La traque aux fuites de méthane
Pendant deux ans, des chercheurs du Laboratoire des sciences du climat et de l'environnement CNRS-CEA se sont associés aux experts de la société Kayrros, pour passer au peigne fin des milliers d'images prises par le satellite Sentinel-5P de l'Agence spatiale européenne (Esa). Ensemble, ils ont cartographié 1 800 panaches de méthane, contribuant à hauteur de 8 à 12 % aux émissions mondiales du secteur pétro-gazier (soit 8 millions de tonnes par an, ou MtCH4/an). Leur analyse a été publiée dans la revue Science, le 3 février dernier.
Les fuites les plus importantes, qualifiées « d'événements ultra-émetteurs », émettent plus de 25 tonnes de CH4 par heure, entre 50 et 150 fois par mois en moyenne. Selon les scientifiques français, si elles peuvent être accidentelles, ces fuites constituent, le plus souvent, des rejets non déclarés par les exploitants lors d'opérations de maintenance. La majorité de ces événements ultra-émetteurs ont été détectés dans 15 pays, dont les États-Unis (en particulier au Texas), la Russie, l'Iran, l'Algérie, le Kazakhstan et le Turkménistan (comprenant un tiers de ces événements, à lui seul). En 2021, selon l'AIE, ces fuites ont représenté 6 % des émissions totales de méthane de l'activité pétro-gazière de ces pays, soit environ 3,5 MtCH4.

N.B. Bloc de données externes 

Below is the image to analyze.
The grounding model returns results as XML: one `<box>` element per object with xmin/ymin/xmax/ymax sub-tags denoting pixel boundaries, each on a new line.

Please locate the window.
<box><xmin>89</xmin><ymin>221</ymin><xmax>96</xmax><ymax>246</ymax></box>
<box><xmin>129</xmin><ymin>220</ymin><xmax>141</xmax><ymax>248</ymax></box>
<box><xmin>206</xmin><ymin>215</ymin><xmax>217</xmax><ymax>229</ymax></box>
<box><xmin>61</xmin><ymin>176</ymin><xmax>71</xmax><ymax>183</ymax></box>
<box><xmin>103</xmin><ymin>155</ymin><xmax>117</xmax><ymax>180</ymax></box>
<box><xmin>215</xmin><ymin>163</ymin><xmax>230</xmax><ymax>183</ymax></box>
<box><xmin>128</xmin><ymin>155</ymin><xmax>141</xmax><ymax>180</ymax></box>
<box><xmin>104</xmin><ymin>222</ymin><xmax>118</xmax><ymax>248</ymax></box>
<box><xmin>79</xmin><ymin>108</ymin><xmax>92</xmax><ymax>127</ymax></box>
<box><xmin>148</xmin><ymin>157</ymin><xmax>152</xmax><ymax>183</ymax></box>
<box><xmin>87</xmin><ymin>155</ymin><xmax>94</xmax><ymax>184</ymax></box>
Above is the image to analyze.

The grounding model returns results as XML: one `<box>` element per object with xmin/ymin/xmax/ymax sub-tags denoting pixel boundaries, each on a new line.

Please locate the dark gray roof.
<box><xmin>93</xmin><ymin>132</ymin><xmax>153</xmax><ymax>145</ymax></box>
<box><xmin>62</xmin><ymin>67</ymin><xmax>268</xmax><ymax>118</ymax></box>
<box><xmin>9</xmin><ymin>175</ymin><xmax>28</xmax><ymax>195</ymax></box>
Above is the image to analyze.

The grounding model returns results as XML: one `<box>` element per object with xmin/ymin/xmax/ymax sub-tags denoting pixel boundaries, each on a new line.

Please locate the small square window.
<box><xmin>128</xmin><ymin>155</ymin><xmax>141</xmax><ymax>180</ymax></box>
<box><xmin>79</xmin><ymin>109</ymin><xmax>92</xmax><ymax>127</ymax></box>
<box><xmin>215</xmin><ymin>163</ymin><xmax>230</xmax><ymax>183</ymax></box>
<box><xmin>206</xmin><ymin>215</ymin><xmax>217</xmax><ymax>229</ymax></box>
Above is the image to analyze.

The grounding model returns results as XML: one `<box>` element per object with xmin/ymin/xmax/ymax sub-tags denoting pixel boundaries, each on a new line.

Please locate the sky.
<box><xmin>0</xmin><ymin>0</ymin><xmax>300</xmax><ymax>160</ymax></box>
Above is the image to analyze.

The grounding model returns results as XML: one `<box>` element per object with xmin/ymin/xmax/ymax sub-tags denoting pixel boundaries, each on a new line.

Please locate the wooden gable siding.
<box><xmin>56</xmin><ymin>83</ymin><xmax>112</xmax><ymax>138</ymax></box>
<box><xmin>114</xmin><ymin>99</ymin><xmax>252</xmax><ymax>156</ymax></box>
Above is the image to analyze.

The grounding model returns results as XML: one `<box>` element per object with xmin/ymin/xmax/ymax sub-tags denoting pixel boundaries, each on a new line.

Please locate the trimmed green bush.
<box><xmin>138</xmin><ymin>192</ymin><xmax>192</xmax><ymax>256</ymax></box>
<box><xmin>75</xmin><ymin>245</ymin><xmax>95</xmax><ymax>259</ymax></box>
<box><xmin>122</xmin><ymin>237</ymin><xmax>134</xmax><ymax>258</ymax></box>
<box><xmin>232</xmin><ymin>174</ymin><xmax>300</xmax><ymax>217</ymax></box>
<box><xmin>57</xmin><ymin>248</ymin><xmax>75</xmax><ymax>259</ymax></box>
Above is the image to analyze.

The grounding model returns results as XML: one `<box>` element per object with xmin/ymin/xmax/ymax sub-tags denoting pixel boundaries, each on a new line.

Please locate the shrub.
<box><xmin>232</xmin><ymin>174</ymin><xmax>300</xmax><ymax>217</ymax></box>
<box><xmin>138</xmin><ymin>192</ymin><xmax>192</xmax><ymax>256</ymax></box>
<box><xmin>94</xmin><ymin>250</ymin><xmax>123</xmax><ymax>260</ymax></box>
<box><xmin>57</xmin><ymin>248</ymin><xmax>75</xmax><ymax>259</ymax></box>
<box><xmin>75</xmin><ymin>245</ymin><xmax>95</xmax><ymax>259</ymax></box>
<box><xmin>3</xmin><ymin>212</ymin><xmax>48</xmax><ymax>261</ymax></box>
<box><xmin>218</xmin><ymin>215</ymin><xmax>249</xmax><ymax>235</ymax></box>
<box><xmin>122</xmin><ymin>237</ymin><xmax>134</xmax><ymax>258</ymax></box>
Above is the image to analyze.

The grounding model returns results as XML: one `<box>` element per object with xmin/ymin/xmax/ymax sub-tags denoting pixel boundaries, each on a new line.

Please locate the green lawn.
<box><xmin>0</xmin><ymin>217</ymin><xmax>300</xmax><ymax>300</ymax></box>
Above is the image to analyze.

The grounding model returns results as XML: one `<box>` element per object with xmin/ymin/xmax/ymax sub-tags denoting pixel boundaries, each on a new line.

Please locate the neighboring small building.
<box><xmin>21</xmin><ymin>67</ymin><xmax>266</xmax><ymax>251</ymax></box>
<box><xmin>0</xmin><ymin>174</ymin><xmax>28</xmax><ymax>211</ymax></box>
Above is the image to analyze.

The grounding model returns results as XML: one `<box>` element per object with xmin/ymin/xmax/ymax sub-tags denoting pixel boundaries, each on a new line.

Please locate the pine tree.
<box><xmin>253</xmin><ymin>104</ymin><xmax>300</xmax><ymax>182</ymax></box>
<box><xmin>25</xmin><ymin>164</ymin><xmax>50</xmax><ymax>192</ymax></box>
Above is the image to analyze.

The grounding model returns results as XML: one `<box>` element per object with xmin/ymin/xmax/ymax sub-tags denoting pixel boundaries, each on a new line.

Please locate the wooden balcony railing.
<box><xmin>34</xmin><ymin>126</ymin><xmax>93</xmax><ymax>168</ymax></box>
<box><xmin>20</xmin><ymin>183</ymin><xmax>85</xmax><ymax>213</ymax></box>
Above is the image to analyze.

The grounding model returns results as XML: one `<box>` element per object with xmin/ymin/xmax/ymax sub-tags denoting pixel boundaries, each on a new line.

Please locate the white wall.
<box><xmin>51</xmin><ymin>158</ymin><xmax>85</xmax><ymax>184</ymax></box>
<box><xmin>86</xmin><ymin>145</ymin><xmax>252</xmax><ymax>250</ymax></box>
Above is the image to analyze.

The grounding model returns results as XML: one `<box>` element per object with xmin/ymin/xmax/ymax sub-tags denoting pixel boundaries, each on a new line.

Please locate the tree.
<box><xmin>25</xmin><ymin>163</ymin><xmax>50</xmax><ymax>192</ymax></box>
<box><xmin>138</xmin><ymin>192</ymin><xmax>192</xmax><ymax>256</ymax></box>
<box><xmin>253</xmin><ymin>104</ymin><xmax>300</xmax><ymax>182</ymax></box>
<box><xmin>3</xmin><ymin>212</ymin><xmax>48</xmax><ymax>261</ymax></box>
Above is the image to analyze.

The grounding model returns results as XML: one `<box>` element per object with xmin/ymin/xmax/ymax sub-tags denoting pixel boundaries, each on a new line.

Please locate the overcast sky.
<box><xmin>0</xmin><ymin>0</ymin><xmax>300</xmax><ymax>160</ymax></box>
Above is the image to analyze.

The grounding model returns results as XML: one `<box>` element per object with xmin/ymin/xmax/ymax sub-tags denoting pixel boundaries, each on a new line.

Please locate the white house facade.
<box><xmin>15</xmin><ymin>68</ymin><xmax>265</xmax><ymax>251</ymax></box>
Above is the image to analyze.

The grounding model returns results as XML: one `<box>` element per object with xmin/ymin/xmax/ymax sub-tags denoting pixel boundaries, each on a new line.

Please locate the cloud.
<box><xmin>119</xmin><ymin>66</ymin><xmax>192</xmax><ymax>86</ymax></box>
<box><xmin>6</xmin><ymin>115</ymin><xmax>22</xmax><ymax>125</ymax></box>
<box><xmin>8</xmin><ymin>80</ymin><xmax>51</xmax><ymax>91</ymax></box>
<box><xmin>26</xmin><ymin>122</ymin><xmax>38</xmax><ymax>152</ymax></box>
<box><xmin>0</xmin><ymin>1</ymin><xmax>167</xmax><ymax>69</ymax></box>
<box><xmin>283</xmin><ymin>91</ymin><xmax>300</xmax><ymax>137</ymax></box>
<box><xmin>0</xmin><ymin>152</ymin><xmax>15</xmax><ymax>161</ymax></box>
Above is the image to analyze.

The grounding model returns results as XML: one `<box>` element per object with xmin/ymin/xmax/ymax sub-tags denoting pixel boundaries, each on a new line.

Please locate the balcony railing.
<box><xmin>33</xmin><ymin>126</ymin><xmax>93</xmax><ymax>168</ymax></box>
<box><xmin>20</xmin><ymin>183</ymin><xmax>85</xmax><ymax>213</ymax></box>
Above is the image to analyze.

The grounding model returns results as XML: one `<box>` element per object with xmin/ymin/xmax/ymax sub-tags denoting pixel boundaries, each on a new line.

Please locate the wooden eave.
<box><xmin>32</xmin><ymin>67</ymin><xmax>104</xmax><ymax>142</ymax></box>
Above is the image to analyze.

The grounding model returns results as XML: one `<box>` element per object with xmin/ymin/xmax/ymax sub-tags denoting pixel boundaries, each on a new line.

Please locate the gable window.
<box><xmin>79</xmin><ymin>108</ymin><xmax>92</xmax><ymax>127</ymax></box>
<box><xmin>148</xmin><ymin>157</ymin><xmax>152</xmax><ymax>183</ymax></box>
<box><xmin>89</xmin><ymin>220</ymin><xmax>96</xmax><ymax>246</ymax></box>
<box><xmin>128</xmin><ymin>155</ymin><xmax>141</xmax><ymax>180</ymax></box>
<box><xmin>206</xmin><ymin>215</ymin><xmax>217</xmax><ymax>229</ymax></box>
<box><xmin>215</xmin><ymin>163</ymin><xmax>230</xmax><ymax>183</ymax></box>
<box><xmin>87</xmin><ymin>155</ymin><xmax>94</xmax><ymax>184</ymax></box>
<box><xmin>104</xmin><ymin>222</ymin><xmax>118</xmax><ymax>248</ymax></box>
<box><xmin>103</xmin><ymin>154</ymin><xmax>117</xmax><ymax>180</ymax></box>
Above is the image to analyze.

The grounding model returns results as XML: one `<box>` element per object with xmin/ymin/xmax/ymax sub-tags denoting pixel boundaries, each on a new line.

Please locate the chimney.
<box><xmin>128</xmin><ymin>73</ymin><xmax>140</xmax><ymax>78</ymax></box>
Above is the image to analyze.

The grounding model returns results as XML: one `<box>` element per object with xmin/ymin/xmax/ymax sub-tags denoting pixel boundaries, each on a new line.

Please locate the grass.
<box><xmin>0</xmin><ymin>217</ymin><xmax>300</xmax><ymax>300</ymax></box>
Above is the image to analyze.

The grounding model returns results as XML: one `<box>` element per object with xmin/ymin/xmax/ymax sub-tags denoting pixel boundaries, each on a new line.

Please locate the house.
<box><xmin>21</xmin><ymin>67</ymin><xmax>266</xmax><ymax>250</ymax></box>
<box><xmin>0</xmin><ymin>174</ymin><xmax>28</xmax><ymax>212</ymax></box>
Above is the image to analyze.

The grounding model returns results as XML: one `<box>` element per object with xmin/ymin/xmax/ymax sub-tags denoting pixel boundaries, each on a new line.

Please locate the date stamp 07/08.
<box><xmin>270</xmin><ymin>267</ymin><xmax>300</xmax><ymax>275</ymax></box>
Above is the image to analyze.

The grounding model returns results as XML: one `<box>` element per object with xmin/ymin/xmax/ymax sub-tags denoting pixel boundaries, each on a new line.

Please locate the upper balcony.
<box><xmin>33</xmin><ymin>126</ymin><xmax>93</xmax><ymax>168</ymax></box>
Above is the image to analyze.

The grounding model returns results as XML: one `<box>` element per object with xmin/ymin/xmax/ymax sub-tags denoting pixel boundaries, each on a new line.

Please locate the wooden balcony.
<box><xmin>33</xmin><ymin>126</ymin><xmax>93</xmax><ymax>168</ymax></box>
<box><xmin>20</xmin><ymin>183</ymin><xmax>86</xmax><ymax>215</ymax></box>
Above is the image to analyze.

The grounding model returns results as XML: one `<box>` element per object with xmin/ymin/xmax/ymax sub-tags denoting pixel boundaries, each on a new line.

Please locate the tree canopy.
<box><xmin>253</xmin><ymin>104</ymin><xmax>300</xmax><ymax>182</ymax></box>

Cela étant dit, les mesures sont elles-mêmes limitées. Les satellites sont incapables de détecter des panaches de gaz dans les hautes latitudes, ce qui restreint par exemple leur détection en Russie et au Canada, ou au travers des nuages couvrant notamment des pays de l'équateur. « Si tout le méthane ainsi rejeté en 2021 avait été capturé et vendu, le marché international du gaz aurait bénéficié d'un lot supplémentaire de 180 milliards de mètres cube de gaz naturel – soit l'équivalent de la totalité du gaz utilisé dans le secteur de l'énergie en Europe », estime néanmoins l'AIE.

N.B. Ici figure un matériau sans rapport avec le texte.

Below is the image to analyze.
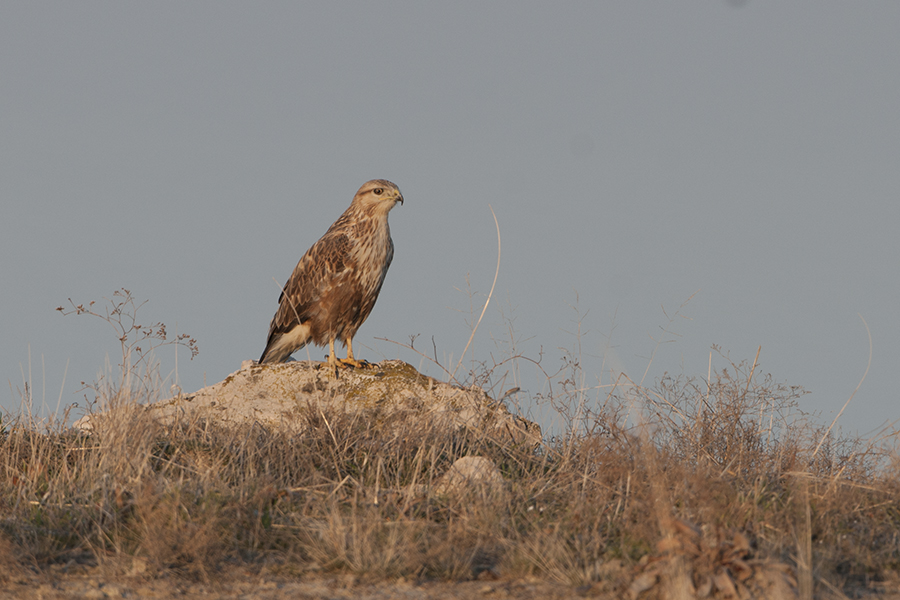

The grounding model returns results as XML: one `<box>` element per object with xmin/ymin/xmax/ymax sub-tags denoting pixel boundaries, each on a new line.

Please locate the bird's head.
<box><xmin>353</xmin><ymin>179</ymin><xmax>403</xmax><ymax>215</ymax></box>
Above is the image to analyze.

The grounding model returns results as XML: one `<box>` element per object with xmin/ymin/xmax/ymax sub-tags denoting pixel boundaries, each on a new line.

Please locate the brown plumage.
<box><xmin>259</xmin><ymin>179</ymin><xmax>403</xmax><ymax>366</ymax></box>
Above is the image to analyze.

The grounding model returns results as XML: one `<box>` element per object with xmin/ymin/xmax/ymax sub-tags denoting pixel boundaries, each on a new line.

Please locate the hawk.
<box><xmin>259</xmin><ymin>179</ymin><xmax>403</xmax><ymax>367</ymax></box>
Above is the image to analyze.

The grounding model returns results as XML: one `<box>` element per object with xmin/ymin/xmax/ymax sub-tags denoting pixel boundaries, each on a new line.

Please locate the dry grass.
<box><xmin>0</xmin><ymin>290</ymin><xmax>900</xmax><ymax>598</ymax></box>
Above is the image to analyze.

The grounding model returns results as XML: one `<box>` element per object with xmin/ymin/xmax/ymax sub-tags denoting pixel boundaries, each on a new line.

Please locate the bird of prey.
<box><xmin>259</xmin><ymin>179</ymin><xmax>403</xmax><ymax>368</ymax></box>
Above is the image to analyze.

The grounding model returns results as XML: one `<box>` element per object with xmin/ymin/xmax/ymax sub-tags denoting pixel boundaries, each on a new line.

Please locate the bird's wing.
<box><xmin>269</xmin><ymin>230</ymin><xmax>352</xmax><ymax>337</ymax></box>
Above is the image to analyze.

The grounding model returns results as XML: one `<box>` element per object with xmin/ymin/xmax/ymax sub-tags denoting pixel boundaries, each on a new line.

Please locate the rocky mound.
<box><xmin>75</xmin><ymin>360</ymin><xmax>541</xmax><ymax>445</ymax></box>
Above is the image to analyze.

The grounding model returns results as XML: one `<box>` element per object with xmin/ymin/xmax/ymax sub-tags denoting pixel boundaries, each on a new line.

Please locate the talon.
<box><xmin>338</xmin><ymin>358</ymin><xmax>371</xmax><ymax>369</ymax></box>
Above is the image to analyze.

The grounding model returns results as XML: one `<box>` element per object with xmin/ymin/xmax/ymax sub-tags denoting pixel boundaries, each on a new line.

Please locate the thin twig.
<box><xmin>450</xmin><ymin>204</ymin><xmax>500</xmax><ymax>379</ymax></box>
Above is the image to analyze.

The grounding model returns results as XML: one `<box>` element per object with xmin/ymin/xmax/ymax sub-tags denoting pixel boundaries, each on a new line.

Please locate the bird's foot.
<box><xmin>338</xmin><ymin>358</ymin><xmax>372</xmax><ymax>369</ymax></box>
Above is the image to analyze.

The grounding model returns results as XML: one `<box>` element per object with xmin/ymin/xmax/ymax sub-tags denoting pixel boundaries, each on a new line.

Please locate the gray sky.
<box><xmin>0</xmin><ymin>0</ymin><xmax>900</xmax><ymax>434</ymax></box>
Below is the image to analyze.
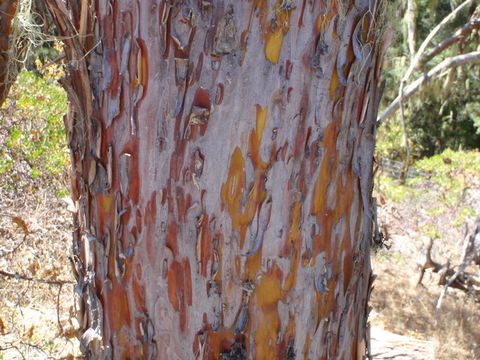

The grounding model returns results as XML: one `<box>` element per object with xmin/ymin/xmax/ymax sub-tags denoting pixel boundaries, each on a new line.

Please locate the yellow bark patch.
<box><xmin>265</xmin><ymin>29</ymin><xmax>283</xmax><ymax>64</ymax></box>
<box><xmin>255</xmin><ymin>264</ymin><xmax>283</xmax><ymax>360</ymax></box>
<box><xmin>265</xmin><ymin>0</ymin><xmax>292</xmax><ymax>64</ymax></box>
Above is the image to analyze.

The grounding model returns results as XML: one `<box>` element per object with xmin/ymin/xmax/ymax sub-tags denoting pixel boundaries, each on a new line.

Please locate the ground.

Des émissions en augmentation
Le bilan de l'année 2021 comprend également, pour la première fois, le compte des émissions nationales issues des mines de charbon et de la filière bioénergie. Des 135 MtCH4 émis en 2021, 42 Mt proviendraient de l'exploitation de mines de charbon, soit plus que l'activité pétrolière (41 Mt) ou l'extraction et le transport du gaz naturel (39 Mt). Selon l'AIE, le méthane émis par les mines de charbon chinoises équivaut à la totalité des émissions de dioxyde de carbone (CO2) issues du transport maritime international. Par ailleurs, concernant la filière bioénergie, la combustion incomplète du bois ou d'autres types de biomasse solide serait responsable de l'émission de 9 MtCH4 en 2021.
Comment réduire ?
« Si tous les pays du monde mettaient en œuvre des mesures efficaces, qui ont déjà fait leur preuve dans divers scénarios, cela réduirait de moitié les émissions actuelles de méthane issues de l'activité pétro-gazière », avance l'AIE. Ces mesures comprennent l'interdiction du torchage (en dehors des cas d'urgence) ainsi que l'instauration de dispositifs de détection des fuites, afin de les combler avant qu'elles ne deviennent « ultra-émettrices » et de remplacer l'équipement défectueux. L'AIE encourage également les entreprises à adopter une approche « zéro-tolérance », plutôt que des objectifs de réduction.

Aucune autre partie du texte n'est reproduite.